The Bel Tempo Handbells added new sounds to a concert program that was already full of variety. And I think I enjoyed this set of music even more than their performance last year. The handbell sound is so appropriate for Christmas, and it is interesting to see the players changing instruments and using different techniques. Their fourth selection, “Caroler’s Hoedown” was a hoot, incorporating a lot of extra sounds that drew frequent laughs from the audience. Apart from being a completely pleasant listening experience, the Bel Tempo Handbells performance stretched my understanding of what a handbell group is capable of.
The River City Chorale Chamber Choir began the second half of the program, and of the three pieces they sang, “Up on the Housetop” was by far my favorite. After two fairly serious pieces, the singers really loosened up and had choreographed actions for each image or phrase of the song. It was very cute, and I’ll bet everyone in the audience, like me, was smiling throughout the piece.

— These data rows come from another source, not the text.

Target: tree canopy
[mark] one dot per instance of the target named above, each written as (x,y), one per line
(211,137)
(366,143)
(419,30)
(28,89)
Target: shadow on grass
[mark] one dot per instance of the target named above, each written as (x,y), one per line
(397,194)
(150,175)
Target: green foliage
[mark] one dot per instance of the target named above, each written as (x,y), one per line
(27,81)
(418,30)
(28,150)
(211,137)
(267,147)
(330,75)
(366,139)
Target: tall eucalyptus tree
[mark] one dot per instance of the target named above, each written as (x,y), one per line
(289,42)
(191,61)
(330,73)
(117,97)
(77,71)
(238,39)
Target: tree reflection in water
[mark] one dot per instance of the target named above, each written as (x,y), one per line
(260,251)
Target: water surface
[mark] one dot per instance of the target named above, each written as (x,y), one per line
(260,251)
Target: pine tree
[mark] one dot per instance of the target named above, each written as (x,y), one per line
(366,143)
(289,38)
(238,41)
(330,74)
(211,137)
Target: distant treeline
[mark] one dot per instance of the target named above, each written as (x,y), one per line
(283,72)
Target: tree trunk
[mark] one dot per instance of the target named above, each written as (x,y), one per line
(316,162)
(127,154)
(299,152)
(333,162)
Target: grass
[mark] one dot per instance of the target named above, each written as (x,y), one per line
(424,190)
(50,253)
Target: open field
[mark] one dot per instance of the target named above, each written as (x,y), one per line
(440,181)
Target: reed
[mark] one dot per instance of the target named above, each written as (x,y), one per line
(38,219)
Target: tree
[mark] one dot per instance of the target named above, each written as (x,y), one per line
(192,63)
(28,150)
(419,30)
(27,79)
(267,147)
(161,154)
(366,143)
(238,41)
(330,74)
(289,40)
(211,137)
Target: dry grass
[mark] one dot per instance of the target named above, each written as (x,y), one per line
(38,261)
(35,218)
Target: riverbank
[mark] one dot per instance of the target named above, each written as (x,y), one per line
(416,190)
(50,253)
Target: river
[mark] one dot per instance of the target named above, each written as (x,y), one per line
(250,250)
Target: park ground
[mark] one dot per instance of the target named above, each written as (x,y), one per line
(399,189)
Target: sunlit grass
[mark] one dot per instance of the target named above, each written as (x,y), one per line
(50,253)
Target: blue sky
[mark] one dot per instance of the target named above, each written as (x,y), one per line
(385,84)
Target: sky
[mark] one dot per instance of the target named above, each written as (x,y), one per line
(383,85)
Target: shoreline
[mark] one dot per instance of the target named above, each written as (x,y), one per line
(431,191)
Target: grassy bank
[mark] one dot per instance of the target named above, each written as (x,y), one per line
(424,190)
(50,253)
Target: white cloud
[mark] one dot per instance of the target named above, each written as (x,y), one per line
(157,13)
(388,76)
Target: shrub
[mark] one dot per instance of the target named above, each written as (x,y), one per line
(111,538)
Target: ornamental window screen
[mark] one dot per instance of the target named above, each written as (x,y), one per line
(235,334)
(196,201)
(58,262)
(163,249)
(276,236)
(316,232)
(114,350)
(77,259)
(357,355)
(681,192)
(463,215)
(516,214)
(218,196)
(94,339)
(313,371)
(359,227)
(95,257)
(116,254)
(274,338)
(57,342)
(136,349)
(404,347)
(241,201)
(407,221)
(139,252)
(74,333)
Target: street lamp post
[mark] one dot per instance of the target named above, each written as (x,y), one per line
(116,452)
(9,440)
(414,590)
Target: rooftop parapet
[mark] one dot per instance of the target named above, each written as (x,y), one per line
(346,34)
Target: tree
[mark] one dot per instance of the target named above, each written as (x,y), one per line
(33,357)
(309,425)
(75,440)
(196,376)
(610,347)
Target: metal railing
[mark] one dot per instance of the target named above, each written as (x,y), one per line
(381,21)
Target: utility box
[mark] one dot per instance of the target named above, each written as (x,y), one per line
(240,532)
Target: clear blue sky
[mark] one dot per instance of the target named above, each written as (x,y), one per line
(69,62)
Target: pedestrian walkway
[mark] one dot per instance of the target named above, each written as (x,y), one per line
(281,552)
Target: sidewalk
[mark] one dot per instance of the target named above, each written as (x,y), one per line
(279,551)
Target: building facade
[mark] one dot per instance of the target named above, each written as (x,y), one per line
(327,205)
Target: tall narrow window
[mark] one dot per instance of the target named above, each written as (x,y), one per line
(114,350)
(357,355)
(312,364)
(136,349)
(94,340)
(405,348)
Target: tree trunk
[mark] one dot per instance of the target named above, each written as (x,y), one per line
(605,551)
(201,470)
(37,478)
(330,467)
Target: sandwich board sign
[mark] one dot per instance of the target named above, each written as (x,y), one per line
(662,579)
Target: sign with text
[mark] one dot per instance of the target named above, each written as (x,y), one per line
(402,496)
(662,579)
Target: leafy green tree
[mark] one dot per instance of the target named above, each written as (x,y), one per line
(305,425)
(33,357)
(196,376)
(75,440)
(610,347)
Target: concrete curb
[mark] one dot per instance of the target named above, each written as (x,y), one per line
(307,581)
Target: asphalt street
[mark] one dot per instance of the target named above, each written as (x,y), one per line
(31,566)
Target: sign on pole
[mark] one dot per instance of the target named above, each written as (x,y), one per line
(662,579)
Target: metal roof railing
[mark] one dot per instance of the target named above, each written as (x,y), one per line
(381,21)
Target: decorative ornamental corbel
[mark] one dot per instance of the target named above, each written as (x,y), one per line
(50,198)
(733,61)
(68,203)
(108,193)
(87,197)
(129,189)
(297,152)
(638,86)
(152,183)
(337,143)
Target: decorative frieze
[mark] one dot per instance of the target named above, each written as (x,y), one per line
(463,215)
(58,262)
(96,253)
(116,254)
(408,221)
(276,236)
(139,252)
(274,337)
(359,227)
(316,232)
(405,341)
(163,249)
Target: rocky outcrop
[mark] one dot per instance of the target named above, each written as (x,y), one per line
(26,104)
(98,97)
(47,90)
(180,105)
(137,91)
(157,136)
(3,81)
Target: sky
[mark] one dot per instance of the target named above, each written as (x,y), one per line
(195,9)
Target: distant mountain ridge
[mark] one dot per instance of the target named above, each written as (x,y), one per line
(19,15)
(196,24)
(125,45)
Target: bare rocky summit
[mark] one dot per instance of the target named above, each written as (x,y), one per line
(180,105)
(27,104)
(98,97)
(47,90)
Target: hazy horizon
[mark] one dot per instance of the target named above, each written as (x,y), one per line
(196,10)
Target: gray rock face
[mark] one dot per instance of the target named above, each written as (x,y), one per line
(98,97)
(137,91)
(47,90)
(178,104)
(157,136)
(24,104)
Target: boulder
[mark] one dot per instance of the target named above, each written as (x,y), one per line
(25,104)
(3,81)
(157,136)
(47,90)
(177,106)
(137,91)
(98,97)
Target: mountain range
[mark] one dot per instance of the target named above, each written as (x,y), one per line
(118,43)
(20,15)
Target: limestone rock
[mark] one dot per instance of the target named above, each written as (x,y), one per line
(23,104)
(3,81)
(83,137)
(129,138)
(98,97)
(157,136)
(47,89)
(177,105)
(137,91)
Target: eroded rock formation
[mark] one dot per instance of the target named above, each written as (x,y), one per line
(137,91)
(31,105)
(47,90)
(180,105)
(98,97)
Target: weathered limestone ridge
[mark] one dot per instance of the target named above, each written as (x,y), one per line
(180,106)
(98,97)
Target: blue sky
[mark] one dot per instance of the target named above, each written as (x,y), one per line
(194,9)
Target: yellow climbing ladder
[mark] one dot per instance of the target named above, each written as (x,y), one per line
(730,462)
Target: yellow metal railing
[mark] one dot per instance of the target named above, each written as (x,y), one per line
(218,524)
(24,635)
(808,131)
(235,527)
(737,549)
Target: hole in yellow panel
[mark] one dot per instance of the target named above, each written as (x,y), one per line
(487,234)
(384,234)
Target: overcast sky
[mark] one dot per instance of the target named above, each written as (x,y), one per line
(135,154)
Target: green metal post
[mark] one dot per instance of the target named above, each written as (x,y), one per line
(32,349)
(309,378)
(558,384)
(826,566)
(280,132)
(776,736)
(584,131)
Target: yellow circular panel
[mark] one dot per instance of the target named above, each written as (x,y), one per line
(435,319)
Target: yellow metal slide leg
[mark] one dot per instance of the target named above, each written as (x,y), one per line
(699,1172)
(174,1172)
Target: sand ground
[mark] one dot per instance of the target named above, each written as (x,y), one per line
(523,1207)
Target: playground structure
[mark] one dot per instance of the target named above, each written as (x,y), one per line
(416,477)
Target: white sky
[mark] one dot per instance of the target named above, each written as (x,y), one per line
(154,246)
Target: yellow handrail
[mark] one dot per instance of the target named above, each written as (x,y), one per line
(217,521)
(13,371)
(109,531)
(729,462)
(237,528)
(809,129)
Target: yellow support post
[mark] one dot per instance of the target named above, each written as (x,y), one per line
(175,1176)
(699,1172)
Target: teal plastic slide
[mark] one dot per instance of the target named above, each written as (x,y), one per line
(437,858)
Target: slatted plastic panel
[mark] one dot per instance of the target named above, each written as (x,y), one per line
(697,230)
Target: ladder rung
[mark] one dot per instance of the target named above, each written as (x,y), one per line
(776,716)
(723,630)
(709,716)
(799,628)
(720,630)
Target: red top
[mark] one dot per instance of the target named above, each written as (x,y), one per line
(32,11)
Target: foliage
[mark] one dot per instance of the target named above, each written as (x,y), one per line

The highlights of the remainder of the program were the “Sans Day Carol,” which returned to the rich sound of the full chorus in a tuneful, but typically elaborate Rutter composition. And then the final medley seemed to reinvigorate the chorus with its familiar melodies. Familiar that is, except for the “Because It’s Christmas” segment, which featured a strong alto solo and was a treat in itself because of the moving words that I could clearly make out in the balcony. But I think it was the spirited, holiday choral sound with the full orchestra that brought so many in the audience to their feet as the concert came to a close.